"We Are Only At The Beginning": Why SocGen Expects A 50% Drop
As we discussed in our year-end review, despite all the complaints and panicked rhetoric, it wasn't so much 2018 that was painfully volatile year - it is 2017 that was an unprecedented case study in market calm; a year when the MSCI World index experienced just three days of market moves of 1% or more in either direction.
And, as SocGen's Andrew Lapthorne writes this morning, "it was this unusually low volatility in 2017 that helped contribute to the market difficulties in 2018" as traders tried - and failed - to shift from a placid market to one that increasingly reflected the risks of the day.
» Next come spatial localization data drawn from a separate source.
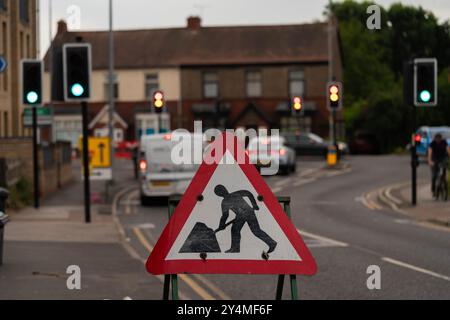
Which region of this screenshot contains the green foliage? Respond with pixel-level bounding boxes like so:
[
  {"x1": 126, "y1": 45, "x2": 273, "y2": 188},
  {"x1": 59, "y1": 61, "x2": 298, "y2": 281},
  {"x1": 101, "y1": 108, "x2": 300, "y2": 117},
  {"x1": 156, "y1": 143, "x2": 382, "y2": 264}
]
[
  {"x1": 8, "y1": 177, "x2": 33, "y2": 210},
  {"x1": 328, "y1": 0, "x2": 450, "y2": 153}
]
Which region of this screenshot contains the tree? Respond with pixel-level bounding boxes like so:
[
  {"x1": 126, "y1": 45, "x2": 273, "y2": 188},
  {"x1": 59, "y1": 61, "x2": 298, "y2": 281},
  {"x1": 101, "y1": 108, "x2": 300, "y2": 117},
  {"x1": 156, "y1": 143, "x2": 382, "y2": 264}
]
[{"x1": 327, "y1": 0, "x2": 450, "y2": 153}]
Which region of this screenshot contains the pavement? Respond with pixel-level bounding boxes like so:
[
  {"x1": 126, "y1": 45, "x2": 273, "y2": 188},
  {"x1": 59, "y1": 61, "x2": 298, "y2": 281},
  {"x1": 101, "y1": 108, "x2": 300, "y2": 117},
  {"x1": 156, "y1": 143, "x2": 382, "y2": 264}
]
[
  {"x1": 364, "y1": 178, "x2": 450, "y2": 229},
  {"x1": 0, "y1": 158, "x2": 163, "y2": 300}
]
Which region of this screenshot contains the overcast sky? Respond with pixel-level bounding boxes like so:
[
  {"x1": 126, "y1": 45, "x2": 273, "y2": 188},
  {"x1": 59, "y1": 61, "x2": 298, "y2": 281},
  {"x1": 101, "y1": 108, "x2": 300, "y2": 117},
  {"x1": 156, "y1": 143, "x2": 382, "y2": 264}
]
[{"x1": 38, "y1": 0, "x2": 450, "y2": 57}]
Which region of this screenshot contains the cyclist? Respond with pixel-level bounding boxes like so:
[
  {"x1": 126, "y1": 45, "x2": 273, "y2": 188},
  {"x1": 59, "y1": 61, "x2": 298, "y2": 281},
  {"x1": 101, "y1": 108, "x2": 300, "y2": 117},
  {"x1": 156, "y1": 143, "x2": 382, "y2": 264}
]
[{"x1": 427, "y1": 133, "x2": 450, "y2": 198}]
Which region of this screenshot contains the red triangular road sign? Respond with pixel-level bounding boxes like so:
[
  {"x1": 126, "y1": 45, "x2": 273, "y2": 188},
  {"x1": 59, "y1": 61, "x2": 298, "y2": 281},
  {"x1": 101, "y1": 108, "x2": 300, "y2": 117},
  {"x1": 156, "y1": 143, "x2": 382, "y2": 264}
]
[{"x1": 146, "y1": 132, "x2": 317, "y2": 275}]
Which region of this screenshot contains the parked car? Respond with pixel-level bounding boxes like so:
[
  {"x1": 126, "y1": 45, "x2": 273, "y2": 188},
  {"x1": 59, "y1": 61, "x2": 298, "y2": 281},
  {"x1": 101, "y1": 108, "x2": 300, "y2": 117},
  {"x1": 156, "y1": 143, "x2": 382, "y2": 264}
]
[
  {"x1": 283, "y1": 133, "x2": 328, "y2": 157},
  {"x1": 349, "y1": 131, "x2": 380, "y2": 155},
  {"x1": 283, "y1": 132, "x2": 348, "y2": 157},
  {"x1": 414, "y1": 126, "x2": 450, "y2": 158},
  {"x1": 247, "y1": 136, "x2": 296, "y2": 175},
  {"x1": 139, "y1": 132, "x2": 206, "y2": 205}
]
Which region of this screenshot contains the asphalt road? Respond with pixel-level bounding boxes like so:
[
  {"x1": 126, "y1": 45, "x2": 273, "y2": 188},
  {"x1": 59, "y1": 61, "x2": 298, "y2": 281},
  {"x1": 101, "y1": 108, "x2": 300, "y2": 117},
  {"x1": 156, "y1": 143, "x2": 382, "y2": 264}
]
[{"x1": 116, "y1": 155, "x2": 450, "y2": 300}]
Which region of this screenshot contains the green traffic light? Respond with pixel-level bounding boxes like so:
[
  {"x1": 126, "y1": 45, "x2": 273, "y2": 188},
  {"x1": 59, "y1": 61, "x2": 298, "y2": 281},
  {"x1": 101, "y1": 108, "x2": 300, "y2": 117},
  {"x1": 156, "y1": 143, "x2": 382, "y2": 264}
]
[
  {"x1": 71, "y1": 83, "x2": 85, "y2": 97},
  {"x1": 419, "y1": 90, "x2": 431, "y2": 103},
  {"x1": 26, "y1": 91, "x2": 39, "y2": 104}
]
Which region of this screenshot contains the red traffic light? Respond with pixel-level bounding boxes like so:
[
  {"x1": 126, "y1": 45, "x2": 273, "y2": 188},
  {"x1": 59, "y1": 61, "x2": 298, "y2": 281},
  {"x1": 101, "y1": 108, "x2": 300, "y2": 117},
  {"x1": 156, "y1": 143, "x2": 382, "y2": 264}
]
[
  {"x1": 329, "y1": 85, "x2": 339, "y2": 94},
  {"x1": 414, "y1": 134, "x2": 421, "y2": 143}
]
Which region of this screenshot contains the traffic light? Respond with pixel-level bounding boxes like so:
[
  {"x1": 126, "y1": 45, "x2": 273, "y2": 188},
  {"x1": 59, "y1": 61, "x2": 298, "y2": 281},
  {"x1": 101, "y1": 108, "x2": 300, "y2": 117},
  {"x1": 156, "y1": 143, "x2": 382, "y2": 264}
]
[
  {"x1": 153, "y1": 90, "x2": 164, "y2": 113},
  {"x1": 414, "y1": 58, "x2": 437, "y2": 107},
  {"x1": 327, "y1": 82, "x2": 342, "y2": 111},
  {"x1": 292, "y1": 96, "x2": 302, "y2": 113},
  {"x1": 63, "y1": 43, "x2": 91, "y2": 101},
  {"x1": 21, "y1": 60, "x2": 43, "y2": 105}
]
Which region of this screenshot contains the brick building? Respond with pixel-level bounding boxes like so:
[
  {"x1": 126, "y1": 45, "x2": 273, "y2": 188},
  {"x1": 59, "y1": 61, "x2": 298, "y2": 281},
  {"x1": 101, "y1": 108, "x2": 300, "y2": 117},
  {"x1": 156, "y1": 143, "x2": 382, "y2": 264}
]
[
  {"x1": 43, "y1": 17, "x2": 343, "y2": 146},
  {"x1": 0, "y1": 0, "x2": 38, "y2": 138}
]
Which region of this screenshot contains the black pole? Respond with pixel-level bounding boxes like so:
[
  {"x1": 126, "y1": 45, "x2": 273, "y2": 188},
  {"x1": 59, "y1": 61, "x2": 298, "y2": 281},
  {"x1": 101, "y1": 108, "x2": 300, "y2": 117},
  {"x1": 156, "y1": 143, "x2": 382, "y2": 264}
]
[
  {"x1": 411, "y1": 105, "x2": 417, "y2": 206},
  {"x1": 332, "y1": 108, "x2": 338, "y2": 157},
  {"x1": 81, "y1": 101, "x2": 91, "y2": 223},
  {"x1": 32, "y1": 106, "x2": 40, "y2": 209}
]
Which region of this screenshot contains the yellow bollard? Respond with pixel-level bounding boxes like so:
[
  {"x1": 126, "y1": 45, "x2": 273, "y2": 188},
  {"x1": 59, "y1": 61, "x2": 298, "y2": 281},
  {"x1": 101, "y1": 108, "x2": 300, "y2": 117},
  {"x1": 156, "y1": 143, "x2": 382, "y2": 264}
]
[{"x1": 327, "y1": 145, "x2": 337, "y2": 167}]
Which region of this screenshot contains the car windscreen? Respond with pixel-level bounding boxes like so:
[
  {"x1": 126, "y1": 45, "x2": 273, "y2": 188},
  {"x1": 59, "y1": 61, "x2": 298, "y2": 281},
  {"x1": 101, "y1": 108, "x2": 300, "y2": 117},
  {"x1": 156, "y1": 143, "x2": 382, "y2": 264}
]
[
  {"x1": 429, "y1": 129, "x2": 450, "y2": 140},
  {"x1": 145, "y1": 137, "x2": 204, "y2": 173}
]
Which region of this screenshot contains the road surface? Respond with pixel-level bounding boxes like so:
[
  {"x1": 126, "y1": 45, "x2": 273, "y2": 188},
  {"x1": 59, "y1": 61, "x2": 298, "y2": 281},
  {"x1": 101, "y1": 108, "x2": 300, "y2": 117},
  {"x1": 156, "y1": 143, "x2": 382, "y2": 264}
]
[{"x1": 115, "y1": 155, "x2": 450, "y2": 299}]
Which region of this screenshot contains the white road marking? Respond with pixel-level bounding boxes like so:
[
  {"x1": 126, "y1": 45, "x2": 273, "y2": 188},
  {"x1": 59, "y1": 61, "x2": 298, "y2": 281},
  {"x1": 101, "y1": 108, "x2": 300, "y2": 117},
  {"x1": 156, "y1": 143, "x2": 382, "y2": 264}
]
[
  {"x1": 128, "y1": 223, "x2": 155, "y2": 229},
  {"x1": 385, "y1": 187, "x2": 403, "y2": 205},
  {"x1": 297, "y1": 229, "x2": 348, "y2": 247},
  {"x1": 274, "y1": 178, "x2": 292, "y2": 187},
  {"x1": 293, "y1": 178, "x2": 316, "y2": 187},
  {"x1": 298, "y1": 168, "x2": 316, "y2": 177},
  {"x1": 271, "y1": 186, "x2": 282, "y2": 193},
  {"x1": 124, "y1": 189, "x2": 139, "y2": 215},
  {"x1": 382, "y1": 257, "x2": 450, "y2": 282}
]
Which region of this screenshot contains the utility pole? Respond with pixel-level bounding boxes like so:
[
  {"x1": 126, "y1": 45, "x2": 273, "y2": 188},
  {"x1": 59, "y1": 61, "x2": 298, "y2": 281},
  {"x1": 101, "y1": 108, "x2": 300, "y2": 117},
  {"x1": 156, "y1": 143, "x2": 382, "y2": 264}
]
[
  {"x1": 108, "y1": 0, "x2": 115, "y2": 183},
  {"x1": 328, "y1": 1, "x2": 338, "y2": 154}
]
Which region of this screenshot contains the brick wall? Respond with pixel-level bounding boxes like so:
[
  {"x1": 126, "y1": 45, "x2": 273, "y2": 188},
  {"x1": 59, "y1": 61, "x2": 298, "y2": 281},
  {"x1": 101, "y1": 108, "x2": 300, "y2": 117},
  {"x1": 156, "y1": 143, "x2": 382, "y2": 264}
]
[{"x1": 0, "y1": 138, "x2": 73, "y2": 198}]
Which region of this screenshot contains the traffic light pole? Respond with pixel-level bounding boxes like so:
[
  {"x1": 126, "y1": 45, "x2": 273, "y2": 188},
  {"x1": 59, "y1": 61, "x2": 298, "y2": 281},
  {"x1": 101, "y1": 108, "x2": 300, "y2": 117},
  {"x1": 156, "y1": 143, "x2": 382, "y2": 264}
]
[
  {"x1": 81, "y1": 101, "x2": 91, "y2": 223},
  {"x1": 411, "y1": 105, "x2": 417, "y2": 206},
  {"x1": 32, "y1": 106, "x2": 40, "y2": 209},
  {"x1": 332, "y1": 109, "x2": 337, "y2": 150}
]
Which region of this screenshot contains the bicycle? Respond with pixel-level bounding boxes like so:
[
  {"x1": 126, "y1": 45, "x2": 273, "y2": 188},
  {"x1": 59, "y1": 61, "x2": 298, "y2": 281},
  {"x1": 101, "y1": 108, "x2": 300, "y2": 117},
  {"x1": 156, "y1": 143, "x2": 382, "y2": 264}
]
[{"x1": 435, "y1": 161, "x2": 448, "y2": 201}]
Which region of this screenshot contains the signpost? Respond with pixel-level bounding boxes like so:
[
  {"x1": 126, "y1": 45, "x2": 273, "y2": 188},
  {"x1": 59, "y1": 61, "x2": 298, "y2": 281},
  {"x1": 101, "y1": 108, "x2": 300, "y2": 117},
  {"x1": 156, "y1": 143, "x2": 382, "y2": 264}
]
[
  {"x1": 23, "y1": 107, "x2": 53, "y2": 127},
  {"x1": 146, "y1": 132, "x2": 317, "y2": 299},
  {"x1": 405, "y1": 58, "x2": 438, "y2": 206},
  {"x1": 21, "y1": 60, "x2": 43, "y2": 209},
  {"x1": 63, "y1": 41, "x2": 92, "y2": 223}
]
The SocGen strategist then lays out some facts about market performance last year, noting that overall the MSCI World finished the year down 10.4% with a negative total return of 8.2%, beginning its slide almost at the beginning of the year, with Emerging Markets fell 16.6% with a total return of -14.2%, with most equity markets losing similar amounts. The exception, according to Lapthorne was the US, "which ended the year in dramatic fashion", with the S&P 500 having its worst December (-9.2%) since its inception in 1957 despite a massive 5% daily surge on the 26th December. To be sure, while the S&P finished the year down just 6.2% and the Nasdaq ended down just 3.9%, it could have been far worse.
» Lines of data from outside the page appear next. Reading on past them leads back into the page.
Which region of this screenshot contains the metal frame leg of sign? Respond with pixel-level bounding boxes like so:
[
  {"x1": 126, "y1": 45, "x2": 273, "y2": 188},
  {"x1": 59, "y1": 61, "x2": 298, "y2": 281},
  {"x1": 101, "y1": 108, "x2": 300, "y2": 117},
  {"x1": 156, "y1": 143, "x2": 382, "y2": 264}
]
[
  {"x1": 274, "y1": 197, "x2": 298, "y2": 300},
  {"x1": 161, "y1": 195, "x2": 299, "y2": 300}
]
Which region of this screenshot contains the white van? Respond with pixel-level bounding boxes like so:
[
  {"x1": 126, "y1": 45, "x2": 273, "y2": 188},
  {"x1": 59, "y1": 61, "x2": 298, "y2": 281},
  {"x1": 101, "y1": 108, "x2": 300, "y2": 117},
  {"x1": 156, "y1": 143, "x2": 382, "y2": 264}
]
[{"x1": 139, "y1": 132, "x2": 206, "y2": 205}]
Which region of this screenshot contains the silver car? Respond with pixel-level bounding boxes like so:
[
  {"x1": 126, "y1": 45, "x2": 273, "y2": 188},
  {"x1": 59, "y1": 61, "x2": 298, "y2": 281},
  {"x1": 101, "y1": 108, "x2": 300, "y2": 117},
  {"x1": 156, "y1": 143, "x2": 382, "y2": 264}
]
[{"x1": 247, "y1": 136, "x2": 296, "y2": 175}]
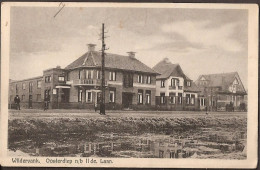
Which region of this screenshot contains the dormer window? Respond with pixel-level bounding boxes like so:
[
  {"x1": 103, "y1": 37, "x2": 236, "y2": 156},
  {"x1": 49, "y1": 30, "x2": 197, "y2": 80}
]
[{"x1": 187, "y1": 81, "x2": 191, "y2": 87}]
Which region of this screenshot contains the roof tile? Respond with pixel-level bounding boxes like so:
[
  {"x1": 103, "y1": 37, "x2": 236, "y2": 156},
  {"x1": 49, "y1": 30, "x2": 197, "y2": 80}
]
[{"x1": 65, "y1": 51, "x2": 158, "y2": 74}]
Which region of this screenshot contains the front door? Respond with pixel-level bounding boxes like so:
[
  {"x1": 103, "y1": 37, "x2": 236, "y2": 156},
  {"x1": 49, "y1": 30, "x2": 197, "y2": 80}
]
[
  {"x1": 29, "y1": 95, "x2": 32, "y2": 108},
  {"x1": 61, "y1": 89, "x2": 70, "y2": 103},
  {"x1": 122, "y1": 93, "x2": 133, "y2": 108}
]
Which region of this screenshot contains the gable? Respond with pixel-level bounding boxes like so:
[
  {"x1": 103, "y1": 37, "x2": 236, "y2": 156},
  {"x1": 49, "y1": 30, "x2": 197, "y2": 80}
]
[
  {"x1": 228, "y1": 74, "x2": 246, "y2": 93},
  {"x1": 232, "y1": 77, "x2": 239, "y2": 85},
  {"x1": 200, "y1": 76, "x2": 206, "y2": 81}
]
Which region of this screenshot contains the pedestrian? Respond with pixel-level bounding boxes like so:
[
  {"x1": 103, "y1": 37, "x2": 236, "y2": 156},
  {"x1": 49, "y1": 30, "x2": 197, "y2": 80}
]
[
  {"x1": 44, "y1": 96, "x2": 50, "y2": 111},
  {"x1": 94, "y1": 102, "x2": 98, "y2": 112},
  {"x1": 14, "y1": 95, "x2": 21, "y2": 110},
  {"x1": 205, "y1": 106, "x2": 208, "y2": 115}
]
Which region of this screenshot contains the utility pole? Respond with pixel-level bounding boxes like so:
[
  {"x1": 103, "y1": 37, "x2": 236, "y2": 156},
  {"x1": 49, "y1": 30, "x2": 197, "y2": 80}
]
[{"x1": 100, "y1": 23, "x2": 106, "y2": 115}]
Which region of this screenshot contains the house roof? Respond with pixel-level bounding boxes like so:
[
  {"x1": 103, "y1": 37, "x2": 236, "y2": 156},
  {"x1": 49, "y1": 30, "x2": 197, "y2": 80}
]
[
  {"x1": 195, "y1": 72, "x2": 246, "y2": 94},
  {"x1": 65, "y1": 51, "x2": 158, "y2": 74},
  {"x1": 9, "y1": 76, "x2": 43, "y2": 84},
  {"x1": 184, "y1": 82, "x2": 201, "y2": 92},
  {"x1": 152, "y1": 58, "x2": 191, "y2": 80},
  {"x1": 153, "y1": 58, "x2": 200, "y2": 93},
  {"x1": 196, "y1": 72, "x2": 237, "y2": 87}
]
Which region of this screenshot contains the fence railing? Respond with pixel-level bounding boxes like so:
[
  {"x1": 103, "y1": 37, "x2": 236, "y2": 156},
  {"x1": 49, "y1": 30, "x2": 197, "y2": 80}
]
[{"x1": 74, "y1": 79, "x2": 108, "y2": 86}]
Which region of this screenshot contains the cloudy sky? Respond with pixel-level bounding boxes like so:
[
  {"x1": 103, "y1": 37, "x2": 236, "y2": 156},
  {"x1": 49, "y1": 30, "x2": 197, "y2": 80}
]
[{"x1": 10, "y1": 6, "x2": 248, "y2": 88}]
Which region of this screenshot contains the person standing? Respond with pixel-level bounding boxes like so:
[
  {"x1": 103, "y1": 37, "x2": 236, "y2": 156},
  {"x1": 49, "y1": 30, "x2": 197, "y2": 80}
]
[
  {"x1": 44, "y1": 96, "x2": 50, "y2": 111},
  {"x1": 14, "y1": 95, "x2": 21, "y2": 110},
  {"x1": 94, "y1": 102, "x2": 98, "y2": 112}
]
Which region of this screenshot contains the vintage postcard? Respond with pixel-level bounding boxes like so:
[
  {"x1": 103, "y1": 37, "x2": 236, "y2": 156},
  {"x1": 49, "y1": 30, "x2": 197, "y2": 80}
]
[{"x1": 0, "y1": 2, "x2": 258, "y2": 168}]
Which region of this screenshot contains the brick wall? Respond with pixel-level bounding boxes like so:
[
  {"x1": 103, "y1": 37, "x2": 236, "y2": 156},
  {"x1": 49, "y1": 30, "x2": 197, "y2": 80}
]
[{"x1": 9, "y1": 76, "x2": 43, "y2": 109}]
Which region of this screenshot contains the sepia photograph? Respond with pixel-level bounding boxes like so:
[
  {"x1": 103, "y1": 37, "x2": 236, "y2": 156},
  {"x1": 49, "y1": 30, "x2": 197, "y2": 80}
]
[{"x1": 0, "y1": 2, "x2": 258, "y2": 168}]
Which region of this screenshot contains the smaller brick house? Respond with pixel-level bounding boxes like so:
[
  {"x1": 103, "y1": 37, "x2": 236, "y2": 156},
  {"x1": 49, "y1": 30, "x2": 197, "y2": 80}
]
[
  {"x1": 195, "y1": 72, "x2": 247, "y2": 111},
  {"x1": 9, "y1": 76, "x2": 43, "y2": 109},
  {"x1": 153, "y1": 58, "x2": 200, "y2": 111}
]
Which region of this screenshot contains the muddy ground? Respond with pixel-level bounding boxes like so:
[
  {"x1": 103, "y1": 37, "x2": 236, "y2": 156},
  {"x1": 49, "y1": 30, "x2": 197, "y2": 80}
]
[{"x1": 8, "y1": 110, "x2": 247, "y2": 159}]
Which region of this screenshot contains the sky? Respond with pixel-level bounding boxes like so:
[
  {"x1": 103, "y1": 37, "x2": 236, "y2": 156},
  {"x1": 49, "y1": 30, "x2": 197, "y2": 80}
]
[{"x1": 10, "y1": 6, "x2": 248, "y2": 88}]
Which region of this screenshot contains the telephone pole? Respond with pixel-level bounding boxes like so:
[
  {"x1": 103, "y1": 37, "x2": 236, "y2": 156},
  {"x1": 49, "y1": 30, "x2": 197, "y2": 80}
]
[{"x1": 100, "y1": 23, "x2": 106, "y2": 115}]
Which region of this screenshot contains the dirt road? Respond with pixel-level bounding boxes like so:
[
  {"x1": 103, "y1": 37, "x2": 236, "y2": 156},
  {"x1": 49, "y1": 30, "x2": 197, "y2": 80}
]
[{"x1": 8, "y1": 109, "x2": 246, "y2": 120}]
Meanwhile, as we showed yesterday, outside the US it was mostly a very ugly year, with double-digit losses were common and several indices including Germany and Japan are in bear market territory (the two outliers were, curiously, the UAE and Saudi Arabia).
Taking an even bigger step back, and looking at an interval of two decades, Lapthorne writes that some index returns are "downright embarrassing:"
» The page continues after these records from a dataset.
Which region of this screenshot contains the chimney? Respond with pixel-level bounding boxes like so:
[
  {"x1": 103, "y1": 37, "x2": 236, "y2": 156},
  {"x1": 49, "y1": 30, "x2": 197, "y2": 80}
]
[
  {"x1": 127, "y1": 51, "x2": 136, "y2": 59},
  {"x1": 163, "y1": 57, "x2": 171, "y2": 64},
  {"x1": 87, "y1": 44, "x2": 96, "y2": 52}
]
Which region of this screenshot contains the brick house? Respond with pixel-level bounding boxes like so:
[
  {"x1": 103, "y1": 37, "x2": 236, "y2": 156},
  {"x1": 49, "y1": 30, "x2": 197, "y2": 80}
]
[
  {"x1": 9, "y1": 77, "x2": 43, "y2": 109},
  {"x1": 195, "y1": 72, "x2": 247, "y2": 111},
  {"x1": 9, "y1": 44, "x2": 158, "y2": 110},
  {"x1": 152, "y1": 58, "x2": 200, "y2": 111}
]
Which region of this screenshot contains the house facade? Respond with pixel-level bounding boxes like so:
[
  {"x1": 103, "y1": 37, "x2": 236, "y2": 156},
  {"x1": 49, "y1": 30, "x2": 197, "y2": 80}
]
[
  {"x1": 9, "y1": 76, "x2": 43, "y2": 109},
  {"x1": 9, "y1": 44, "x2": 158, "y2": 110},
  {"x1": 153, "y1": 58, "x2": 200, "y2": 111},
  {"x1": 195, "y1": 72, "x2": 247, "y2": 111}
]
MSCI Eurozone for example first passed its current price level in July 1998! For many equity investors compounding dividends has been their only return over the last 10 and 20 years!
Which brings us to the core question of Lapthorne's note today: where does the market stand today, to which he has an ominous response: "despite all the despairing headlines and disappointing returns seen last year, it looks like we are only at the beginning of the sell-off."